Handmade Dreams is an exhibition of contemporary costume jewellery inow on at the Czech Centre in Prague. On view, are pieces by some of the Czech Republic’s top fashion and costume jewellery manufacturers and designers.
I spoke to curator Petr Nový of the Museum of Glass and Jewellery in Jablonec nad Nisou. The first thing I asked was how it was that Jablonec, historically, had become so central to the jewellery-making business.
“It is still a mystery: why, concretely, Jablonec nad Nisou. Why did this place become, in the past, the biggest centre for jewellery-making in the world in the 19th century? The roots go back further, and roles were probably played by fortune, by Nature and by close and long-established routes to neighbouring Germany. Production really came to a head in the 1860s: at this point many businessmen were travelling to Jablonec from Berlin, from Hamburg, London, to agree deals in this town.”
Ahead of the opening of Handmade Dream’s at the Czech Centre in Prague you mentioned that between the wars Czech jewellery was still one of the biggest export items from Czechoslovakia…
“Costume jewellery made up 11 percent of all of the country’s exports between the wars.”
“That’s right. Costume jewellery made up 11 percent of all of the country’s exports between the wars and the amazing thing was that on the world market 80 percent of costume jewellery was from Jablonec. Only 20 percent came from Venice, the US, England and Germany. So it was a very, very successful period and it is one of the reasons costume jewellery from Jablonec is still well-known and remains popular around the world. Today, though, the percentage of the global is five percent.”
What contributed to the decline? Did the communist period after 1948 have a negative impact?
“It wasn’t just the impact of communism; before that you had the stock market crash in 1929 and the Great Depression, there was the Second World War, and afterwards the greater competition from domestic producers in foreign markets: in Japan, in China and India. All those factors had an impact and saw the global market share go down.”
The terms ‘fashion jewellery’ and ‘costume jewellery’ are often used interchangeably: how is costume jewellery generally defined? Is it cheaper, not in terms of design, but in terms of materials used in ‘fine’ jewellery, not making use of real gemstones or rare metals?
“That is one definition, certainly. Costume jewellery is not as expensive but, on the other hand, you have pieces or collections made especially for fashion house like Jean Paul Gauthier, and then the line between costume jewellery and jewellery becomes more blurred, more uncertain. The difference of material is not the only factor and the division is perhaps similar to the line between, for example, glass design and glass art.”
If we turn to the exhibition, what was the main principle established, early on?
“Costume jewellery is not as expensive but you can also have pieces or collections made especially for fashion houses.”
“The first thing was design: for the quality and beauty of individual items to come across. Because Czech costume jewellery is exported worldwide there are pieces for the French market, for US customers and I think the overview will be very useful for visitors. The message is that jewellery from the Jablonec and the Czech Republic is colourful, varied, full of invention, not only traditional but moving forward. Designers are not copying just what came before in the 19th or early 20th century.”
There’s that expression to ‘push the envelope’, to expand what something can be. Seeing the exhibition, some of pieces had a classic and very refined feel, but there was also a great deal of original and striking ideas. Considering one of keywords of the show is handmade, is originality seen as important?

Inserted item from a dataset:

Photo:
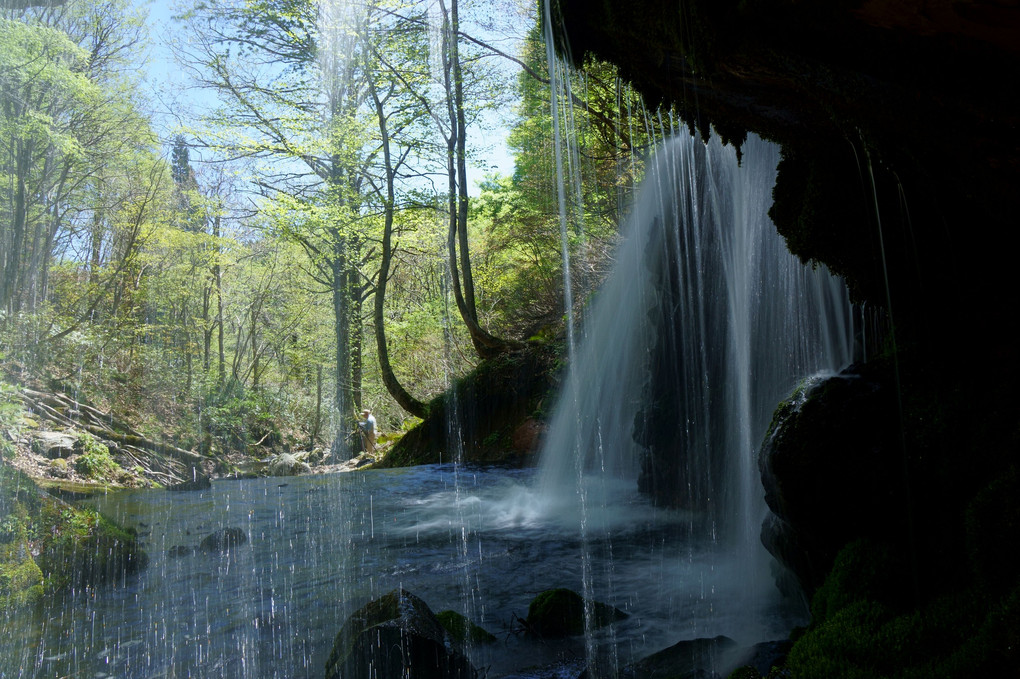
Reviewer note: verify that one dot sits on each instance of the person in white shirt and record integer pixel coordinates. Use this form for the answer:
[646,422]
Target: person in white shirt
[367,428]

One striking aspect of the exhibition is the design of the display stands by Jakub Berdych: you have large black display cases which are evocative of spotlights used in Hollywood, or, one person suggested, targets. The cases are raised on tripod stands which can be turned, raised or lower or modified. I imagine there are practical implications, as this will be a travelling exhibition…

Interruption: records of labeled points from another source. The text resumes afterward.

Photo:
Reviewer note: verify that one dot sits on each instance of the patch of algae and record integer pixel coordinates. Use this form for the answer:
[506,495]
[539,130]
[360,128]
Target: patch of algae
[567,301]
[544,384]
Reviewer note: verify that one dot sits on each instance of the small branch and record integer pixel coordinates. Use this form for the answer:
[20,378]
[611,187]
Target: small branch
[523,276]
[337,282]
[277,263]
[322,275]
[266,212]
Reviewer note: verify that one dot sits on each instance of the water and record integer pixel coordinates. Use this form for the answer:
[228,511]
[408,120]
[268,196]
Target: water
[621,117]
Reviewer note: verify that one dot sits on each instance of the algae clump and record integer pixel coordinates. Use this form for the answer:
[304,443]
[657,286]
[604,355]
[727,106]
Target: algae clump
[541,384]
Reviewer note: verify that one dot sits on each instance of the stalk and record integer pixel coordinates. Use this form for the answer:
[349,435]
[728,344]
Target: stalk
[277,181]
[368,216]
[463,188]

“The idea of the mobile stands, from the very beginning was Jakub’s; my idea, as curator, was to show individual pieces, as opposed to large collections. And the two work together very well. The practical side in this kind installation is very important: there is no need for the items to be hung, no need for walls – the stands, can be set up anywhere depending on the room and also can be easily compactly packed for shipped by air or boat. That will be important when the show tours abroad. The stands are combine practicality and aesthetics. And there is a certain film-like glamour because of the film spotlights evoked.”

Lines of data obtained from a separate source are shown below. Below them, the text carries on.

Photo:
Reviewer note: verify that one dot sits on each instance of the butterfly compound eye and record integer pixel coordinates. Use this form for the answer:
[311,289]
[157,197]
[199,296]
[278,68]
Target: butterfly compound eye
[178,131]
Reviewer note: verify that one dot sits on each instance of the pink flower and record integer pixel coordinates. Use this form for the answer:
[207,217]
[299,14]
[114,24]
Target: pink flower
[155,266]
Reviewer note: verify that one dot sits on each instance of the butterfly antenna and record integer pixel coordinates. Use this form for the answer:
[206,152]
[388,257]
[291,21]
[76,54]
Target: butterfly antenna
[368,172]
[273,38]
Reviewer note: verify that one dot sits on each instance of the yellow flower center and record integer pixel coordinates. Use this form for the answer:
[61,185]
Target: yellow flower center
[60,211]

“Big central pieces are popular right now, elements of Nature, and the translucent glass opaline is very much in fashion at the moment.”
There is a glamour to them… In terms of the companies represented in the show, there are top, really top firms… ate there any dominant trends right now, either in the mix of materials being used or dominant shapes?
“Very popular are imitations of natural products, also in the glass in the industry, also large or central pieces, big bubbles, some of them reminiscent of either the 1950s or 1970s. Opaline, a translucent white glass, is very popular right now.”
You said that every piece of jewellery has a story: are there any interesting stories connected with this exhibition?
“Some, certainly. One of the pieces on display was made specifically for the famous actress Sophia Loren, given to her a few years ago, another was made for a Saudi Arabian princess. Works by glassmaking and other design schools are very well worth mentioning and one piece this year, part of the Virus collection, was worn by Gabriela Gunčiková, who was a finalist at the recent Eurovision Song Contest.”